Bei Borussia entspricht das Geschäftsjahr wie bei vier anderen Bundesligisten dem Kalenderjahr, die Rede ist hier also vom Zeitraum 1. Januar 2016 bis 31. Dezember 2016. In dieser Bilanz sind sowohl die rund 40 Millionen Euro, die es von der UEFA für die Teilnahme an der Champions League gab, als auch die rund 43 Millionen Euro, die der Verkauf von Granit Xhaka einbrachte, berücksichtigt. Nach Steuern blieb den Borussen ein Rekordgewinn von 26,1 Millionen Euro.Nur Schalke (29,1 Millionen Euro) und der FC Bayern (39,2 Millionen Euro) konnten einen höheren Gewinn verbuchen.
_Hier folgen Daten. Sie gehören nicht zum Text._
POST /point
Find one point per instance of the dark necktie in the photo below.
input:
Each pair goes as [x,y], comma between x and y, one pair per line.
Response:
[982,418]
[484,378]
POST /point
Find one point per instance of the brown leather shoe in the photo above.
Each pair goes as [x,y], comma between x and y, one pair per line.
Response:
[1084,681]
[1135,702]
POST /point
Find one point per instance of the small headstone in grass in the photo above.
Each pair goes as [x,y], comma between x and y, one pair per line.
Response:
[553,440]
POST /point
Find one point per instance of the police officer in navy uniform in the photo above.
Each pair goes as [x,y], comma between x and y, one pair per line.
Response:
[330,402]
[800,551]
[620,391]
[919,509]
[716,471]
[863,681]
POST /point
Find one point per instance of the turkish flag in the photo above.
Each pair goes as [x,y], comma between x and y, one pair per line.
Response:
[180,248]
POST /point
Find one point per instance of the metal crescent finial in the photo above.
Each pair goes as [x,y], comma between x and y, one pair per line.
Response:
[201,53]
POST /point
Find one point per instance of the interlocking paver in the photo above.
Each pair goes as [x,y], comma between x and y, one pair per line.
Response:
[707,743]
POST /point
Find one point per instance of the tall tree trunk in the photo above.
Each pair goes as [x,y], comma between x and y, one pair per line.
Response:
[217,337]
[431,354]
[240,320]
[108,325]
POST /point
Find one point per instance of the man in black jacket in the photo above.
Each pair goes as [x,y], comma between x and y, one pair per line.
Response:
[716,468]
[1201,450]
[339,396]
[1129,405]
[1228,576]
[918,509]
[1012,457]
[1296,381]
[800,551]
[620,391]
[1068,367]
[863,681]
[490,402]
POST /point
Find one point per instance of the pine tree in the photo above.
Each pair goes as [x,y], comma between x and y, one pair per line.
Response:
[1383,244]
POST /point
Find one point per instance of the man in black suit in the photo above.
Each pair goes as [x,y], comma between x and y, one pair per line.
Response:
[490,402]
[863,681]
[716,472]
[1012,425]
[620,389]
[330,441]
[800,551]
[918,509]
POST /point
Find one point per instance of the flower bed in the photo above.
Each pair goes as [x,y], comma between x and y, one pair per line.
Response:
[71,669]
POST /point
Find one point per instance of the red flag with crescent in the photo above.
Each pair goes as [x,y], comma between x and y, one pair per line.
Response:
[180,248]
Borussia mit höchster Umsatzrendite

Bei keinem anderen Bundesligisten war die Umsatzrendite demnach so hoch. Umsatzrendite bedeutet vereinfacht ausgedrückt, wie viel Gewinn man prozentual mit einem Euro macht. Bei Borussia lag diese Quote bei 13,61 Prozent und damit so hoch wie bei keinem anderen Verein. Zum Vergleich: VfB Stuttgart (11,17 Prozent; Platz 2), FC Bayern (6,12 Prozent; Platz 6), Borussia Dortmund (2,02 Prozent, Platz 9).

Bayer 04 Leverkusen und der VfL Wolfsburg blieben unberücksichtigt, da die beiden Vereine keine Finanzzahlen ausweisen.